我们正在运行以下tensorflow代码,问题在于内存使用量一直在增加,大约在第30个纪元(一个多小时)内,它耗尽了内存并停止运行。有什么建议吗?
我尝试在每次迭代结束时使用gc.collect();试图在Spyder的变量浏览器中看到任何变量都超出范围,但在整个程序执行期间它们的大小保持不变。
if __name__ == '__main__':
data_dir = "./datasets/monet2photo/"
batch_size = 1
epochs = 500
mode = 'train'
with tf.Session() as sess:
if mode == 'train':
imagesA, imagesB = load_images(data_dir)
image_size = 128
input_c_dim = 3
output_c_dim = 3
pool = ImagePool(max_size)
real_data = tf.placeholder(tf.float32,
[None, image_size, image_size, input_c_dim + output_c_dim],
name='real_A_and_B_images')
real_A = real_data[:, :, :, :input_c_dim]

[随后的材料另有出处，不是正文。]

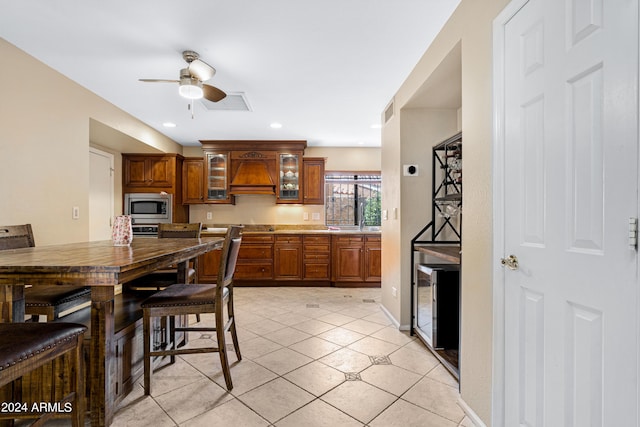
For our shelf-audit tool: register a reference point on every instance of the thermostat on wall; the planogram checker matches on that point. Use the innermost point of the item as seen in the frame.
(410, 170)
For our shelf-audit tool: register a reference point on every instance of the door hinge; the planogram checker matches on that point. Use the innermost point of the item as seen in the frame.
(633, 233)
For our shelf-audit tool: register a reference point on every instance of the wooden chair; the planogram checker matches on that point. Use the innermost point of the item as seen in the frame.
(185, 299)
(161, 279)
(52, 301)
(25, 347)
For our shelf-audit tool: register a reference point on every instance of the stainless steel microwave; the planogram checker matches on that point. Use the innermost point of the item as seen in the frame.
(149, 208)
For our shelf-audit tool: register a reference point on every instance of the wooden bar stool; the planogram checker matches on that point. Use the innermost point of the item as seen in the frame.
(25, 347)
(185, 299)
(52, 301)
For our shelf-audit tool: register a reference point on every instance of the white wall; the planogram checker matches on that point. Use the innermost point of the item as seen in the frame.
(470, 27)
(45, 130)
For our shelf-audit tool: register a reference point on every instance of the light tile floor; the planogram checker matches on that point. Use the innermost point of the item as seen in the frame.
(310, 357)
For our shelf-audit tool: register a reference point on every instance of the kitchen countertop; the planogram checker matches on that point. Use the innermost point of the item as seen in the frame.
(220, 229)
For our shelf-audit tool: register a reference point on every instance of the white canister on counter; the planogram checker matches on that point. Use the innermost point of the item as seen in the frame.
(122, 233)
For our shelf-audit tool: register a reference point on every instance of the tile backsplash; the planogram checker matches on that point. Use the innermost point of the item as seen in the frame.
(253, 209)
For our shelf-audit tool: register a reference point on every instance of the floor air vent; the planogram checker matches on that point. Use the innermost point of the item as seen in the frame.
(232, 102)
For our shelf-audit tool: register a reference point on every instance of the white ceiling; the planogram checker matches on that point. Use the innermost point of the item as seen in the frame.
(323, 69)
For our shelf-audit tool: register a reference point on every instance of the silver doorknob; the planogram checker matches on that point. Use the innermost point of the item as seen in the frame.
(511, 262)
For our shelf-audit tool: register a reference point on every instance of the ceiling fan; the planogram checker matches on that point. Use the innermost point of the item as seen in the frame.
(191, 78)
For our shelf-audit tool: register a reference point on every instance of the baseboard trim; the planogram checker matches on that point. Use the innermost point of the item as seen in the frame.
(393, 320)
(475, 419)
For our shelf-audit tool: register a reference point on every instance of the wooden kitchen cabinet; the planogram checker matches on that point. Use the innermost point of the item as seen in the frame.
(149, 170)
(313, 183)
(372, 259)
(287, 260)
(356, 260)
(290, 177)
(316, 253)
(206, 180)
(217, 177)
(255, 258)
(193, 181)
(348, 260)
(153, 173)
(301, 259)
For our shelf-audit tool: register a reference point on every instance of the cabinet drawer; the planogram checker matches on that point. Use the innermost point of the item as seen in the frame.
(257, 238)
(319, 257)
(316, 271)
(317, 239)
(256, 252)
(317, 248)
(349, 239)
(288, 239)
(253, 271)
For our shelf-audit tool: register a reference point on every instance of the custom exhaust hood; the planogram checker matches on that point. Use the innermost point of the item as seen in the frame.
(253, 177)
(256, 166)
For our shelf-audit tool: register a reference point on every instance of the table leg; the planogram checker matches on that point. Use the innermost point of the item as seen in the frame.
(11, 303)
(183, 272)
(102, 369)
(11, 310)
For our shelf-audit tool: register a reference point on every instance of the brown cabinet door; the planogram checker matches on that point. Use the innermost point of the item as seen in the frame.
(149, 171)
(373, 261)
(288, 261)
(161, 171)
(193, 181)
(313, 184)
(347, 262)
(290, 177)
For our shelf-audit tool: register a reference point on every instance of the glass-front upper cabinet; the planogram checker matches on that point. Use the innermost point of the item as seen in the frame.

real_B = real_data[:, :, :, input_c_dim:input_c_dim + output_c_dim]
fake_B = generator(real_A, options, False, name="generatorA2B")
fake_A_ = generator(fake_B, options, False, name="generatorB2A")
fake_A = generator(real_B, options, True, name="generatorB2A")
fake_B_ = generator(fake_A, options, True, name="generatorA2B")
DB_fake = discriminator(fake_B, options, reuse=False, name="discriminatorB")
DA_fake = discriminator(fake_A, options, reuse=False, name="discriminatorA")
g_loss_a2b = criterionGAN(DB_fake, tf.ones_like(DB_fake)) \
+ L1_lambda * abs_criterion(real_A, fake_A_) \
+ L1_lambda * abs_criterion(real_B, fake_B_) \
+ 0.5 * abs_criterion(generator(real_B, options, True, name="generatorA2B"), real_B)
g_loss_b2a = criterionGAN(DA_fake, tf.ones_like(DA_fake)) \
+ L1_lambda * abs_criterion(real_A, fake_A_) \
+ L1_lambda * abs_criterion(real_B, fake_B_) \
+ 0.5 * abs_criterion(generator(real_A, options, True, name="generatorB2A"), real_A)
g_loss = criterionGAN(DA_fake, tf.ones_like(DA_fake)) \
+ criterionGAN(DB_fake, tf.ones_like(DB_fake)) \
+ L1_lambda * abs_criterion(real_A, fake_A_) \
+ L1_lambda * abs_criterion(real_B, fake_B_) \
+ 0.5 * abs_criterion(generator(real_B, options, True, name="generatorA2B"), real_B) \
+ 0.5 * abs_criterion(generator(real_A, options, True, name="generatorB2A"), real_A)
# generatorBId and then generatorAId
fake_A_sample = tf.placeholder(tf.float32,
[None, image_size, image_size,
input_c_dim], name='fake_A_sample')
fake_B_sample = tf.placeholder(tf.float32,
[None, image_size, image_size,
output_c_dim], name='fake_B_sample')
DB_real = discriminator(real_B, options, reuse=True, name="discriminatorB")
DA_real = discriminator(real_A, options, reuse=True, name="discriminatorA")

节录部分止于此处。